Testing is an essential part of anti-doping. But it is expensive. Anti-doping organisations are notoriously coy about how expensive.
‘The unit costs, or the billed costs, of an A-sample analysis (including confirmation) are on average $267 (range $150-357)’, reads a 2006 WADA Study. ‘B-sample analyses cost $465 ($100-1760). The real costs of analysis, however, are quite often higher than the unit costs. This was reported by 75% of the responding laboratories. This means that doping control analyses are often “silently subsidized” by other institutions (for example, governments, universities, hospitals). On average, the real costs for these six laboratories are 24% higher than the unit costs.’
The average cost of sample analysis is likely to have risen since then, following the introduction of blood monitoring under the 2009 launch of the Athlete Biological Passport (ABP) and its Steroidal Module, introduced in 2014. In 2015, former UK Anti-Doping (UKAD) Chairman David Kenworthy told the BBC that a standard urine test costs £371 and an Athlete Biological Passport (ABP) test costs £439. This is significantly higher than the costs reported by WADA in 2006, even accounting for currency value differences.
Taking the lower estimate, in 2018 US$70.4 million was spent on testing, meaning that each ADRV cost an average of $43,000. To look at the figures another way, $69.6 million was spent on tests that didn’t result in an ADRV.
Taking an average cost from Kenworthy’s higher estimates of £405 ($550), in 2018 $144.9 million was spent on testing, meaning that each ADRV cost an average of $88,400. Looking at the figures another way, $144 million was spent on tests that didn’t result in an ADRV.
This perhaps illustrates why anti-doping organisations are not keen on disclosing the costs of the testing system. On its face, it appears to be a waste of money. But the above analysis doesn’t take into account the effect on athletes of having a testing system in place. Knowing that you could be pulled aside by anti-doping officers at any point, or tested if you win a major race is a powerful deterrent against doping in elite sport.

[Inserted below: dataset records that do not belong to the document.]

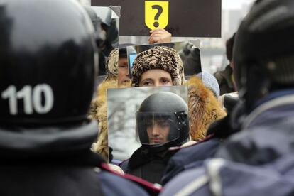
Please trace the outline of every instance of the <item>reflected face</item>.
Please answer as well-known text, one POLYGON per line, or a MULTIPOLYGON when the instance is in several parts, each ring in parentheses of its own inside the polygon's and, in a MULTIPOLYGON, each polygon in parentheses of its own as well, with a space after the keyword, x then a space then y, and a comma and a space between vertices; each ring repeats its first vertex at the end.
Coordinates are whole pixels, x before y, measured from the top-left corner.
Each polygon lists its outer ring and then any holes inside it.
POLYGON ((126 57, 119 58, 119 85, 129 81, 128 60, 126 57))
POLYGON ((169 72, 160 69, 153 69, 141 75, 139 87, 160 86, 173 86, 173 80, 169 72))
POLYGON ((170 124, 165 120, 147 123, 147 134, 150 144, 164 143, 168 141, 170 124))

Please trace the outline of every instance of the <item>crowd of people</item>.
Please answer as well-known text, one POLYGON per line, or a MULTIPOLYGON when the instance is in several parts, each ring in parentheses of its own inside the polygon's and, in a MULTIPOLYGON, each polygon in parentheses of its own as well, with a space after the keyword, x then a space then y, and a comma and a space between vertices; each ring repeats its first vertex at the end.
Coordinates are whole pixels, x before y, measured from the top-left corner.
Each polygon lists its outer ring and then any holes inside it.
POLYGON ((109 8, 1 1, 0 195, 294 195, 293 11, 257 0, 214 76, 161 28, 130 68, 136 43, 119 45, 109 8), (116 160, 107 89, 178 85, 187 102, 144 99, 129 130, 140 147, 116 160))

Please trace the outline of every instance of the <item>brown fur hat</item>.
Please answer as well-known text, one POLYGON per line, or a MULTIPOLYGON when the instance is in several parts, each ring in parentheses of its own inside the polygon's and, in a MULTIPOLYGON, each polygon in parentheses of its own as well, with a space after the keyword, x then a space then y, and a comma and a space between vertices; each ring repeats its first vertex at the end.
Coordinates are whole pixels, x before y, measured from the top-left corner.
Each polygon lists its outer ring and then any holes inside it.
POLYGON ((181 85, 184 82, 183 62, 173 48, 155 46, 140 53, 131 67, 132 87, 138 87, 141 75, 152 69, 160 69, 169 72, 174 85, 181 85))
POLYGON ((187 85, 190 134, 192 140, 200 141, 205 138, 209 126, 227 113, 198 77, 191 77, 187 85))
POLYGON ((107 61, 107 77, 105 80, 116 78, 119 75, 119 48, 114 48, 109 53, 107 61))
MULTIPOLYGON (((131 82, 124 84, 121 87, 129 87, 131 82)), ((89 117, 99 123, 99 134, 97 143, 92 145, 92 151, 102 155, 108 160, 108 132, 107 132, 107 89, 118 88, 117 79, 111 77, 104 80, 97 87, 97 96, 91 103, 89 117)), ((98 129, 98 127, 97 127, 98 129)))

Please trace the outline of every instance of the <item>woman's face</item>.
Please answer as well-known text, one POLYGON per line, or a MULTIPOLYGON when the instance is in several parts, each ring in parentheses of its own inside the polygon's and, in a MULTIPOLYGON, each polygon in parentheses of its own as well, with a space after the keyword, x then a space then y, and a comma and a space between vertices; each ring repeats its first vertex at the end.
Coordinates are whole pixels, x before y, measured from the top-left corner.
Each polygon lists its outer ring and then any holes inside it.
POLYGON ((139 87, 173 86, 170 74, 160 69, 150 70, 140 77, 139 87))

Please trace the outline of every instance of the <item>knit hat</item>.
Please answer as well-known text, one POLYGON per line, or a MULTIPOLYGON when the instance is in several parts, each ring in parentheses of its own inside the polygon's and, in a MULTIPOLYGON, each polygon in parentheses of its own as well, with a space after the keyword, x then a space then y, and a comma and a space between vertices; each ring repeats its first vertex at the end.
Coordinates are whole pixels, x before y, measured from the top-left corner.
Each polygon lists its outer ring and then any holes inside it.
POLYGON ((119 48, 114 48, 110 53, 107 61, 107 77, 105 80, 116 78, 119 75, 119 48))
POLYGON ((200 72, 197 76, 202 78, 203 85, 212 91, 217 98, 219 97, 219 85, 214 76, 206 71, 200 72))
POLYGON ((132 87, 138 87, 141 75, 153 69, 160 69, 169 72, 173 85, 183 85, 184 67, 182 60, 175 49, 166 46, 155 46, 140 53, 131 67, 132 87))

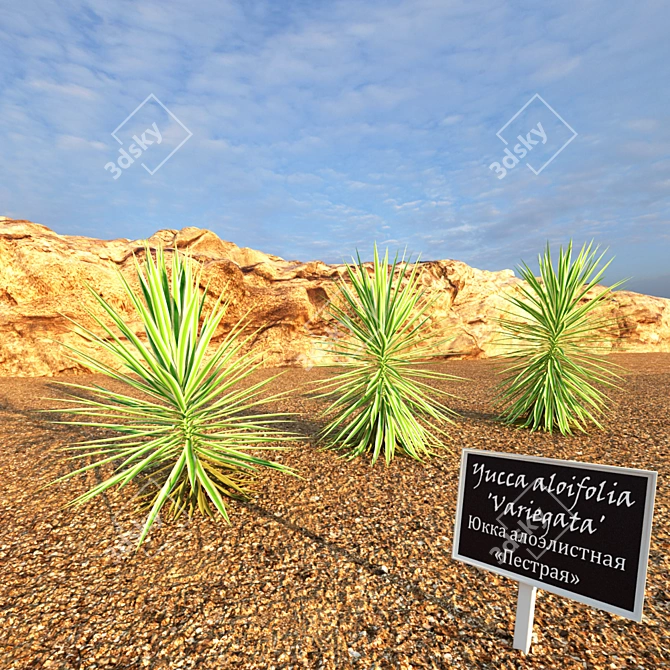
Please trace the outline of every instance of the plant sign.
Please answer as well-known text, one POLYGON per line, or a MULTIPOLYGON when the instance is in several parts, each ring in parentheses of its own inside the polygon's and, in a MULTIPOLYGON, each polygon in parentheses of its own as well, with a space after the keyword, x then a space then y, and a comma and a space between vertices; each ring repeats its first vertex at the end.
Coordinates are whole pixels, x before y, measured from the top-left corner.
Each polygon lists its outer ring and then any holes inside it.
POLYGON ((464 449, 453 557, 519 582, 528 653, 537 588, 642 620, 656 473, 464 449))

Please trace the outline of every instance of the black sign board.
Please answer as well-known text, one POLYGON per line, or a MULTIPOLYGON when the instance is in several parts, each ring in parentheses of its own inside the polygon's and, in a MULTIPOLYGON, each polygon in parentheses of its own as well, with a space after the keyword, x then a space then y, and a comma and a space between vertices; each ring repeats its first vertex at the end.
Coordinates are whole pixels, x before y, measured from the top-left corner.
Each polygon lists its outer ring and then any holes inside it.
POLYGON ((453 557, 642 620, 656 473, 465 449, 453 557))

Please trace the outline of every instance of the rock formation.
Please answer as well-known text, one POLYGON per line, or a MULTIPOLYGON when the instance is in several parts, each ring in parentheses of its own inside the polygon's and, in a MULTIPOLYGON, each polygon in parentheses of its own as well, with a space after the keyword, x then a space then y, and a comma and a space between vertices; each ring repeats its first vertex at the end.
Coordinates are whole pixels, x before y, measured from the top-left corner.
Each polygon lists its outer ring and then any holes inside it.
MULTIPOLYGON (((160 230, 148 240, 97 240, 58 235, 46 226, 0 217, 0 375, 33 376, 79 372, 60 343, 81 347, 69 319, 89 327, 97 310, 88 284, 140 332, 118 280, 136 286, 133 254, 145 245, 177 248, 202 264, 202 285, 224 291, 229 310, 221 335, 248 315, 252 348, 266 365, 327 362, 319 343, 332 336, 329 300, 342 265, 285 261, 241 249, 200 228, 160 230)), ((422 282, 435 301, 429 332, 451 338, 444 354, 484 358, 501 351, 495 319, 503 294, 520 280, 511 270, 487 272, 452 260, 422 263, 422 282)), ((618 291, 605 308, 615 319, 611 348, 670 351, 670 300, 618 291)), ((93 328, 95 330, 95 328, 93 328)))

Athletes need to be reassured that doping cheats will be caught. Simply increasing test numbers doesn’t do this and as The Sports Integrity Initiative has previously highlighted, this approach can be used to mask organised doping. WADA’s figures appear to support this – spending more money on more tests does not result in catching a higher proportion of cheats.
WADA knows this, which is why it has been pushing intelligent testing and education in recent years. It is why a requirement to actively investigate intelligence on doping has been incorporated into the 2021 Code. The message is clear – testing doesn’t catch determined doping cheats, but intelligence and investigations do.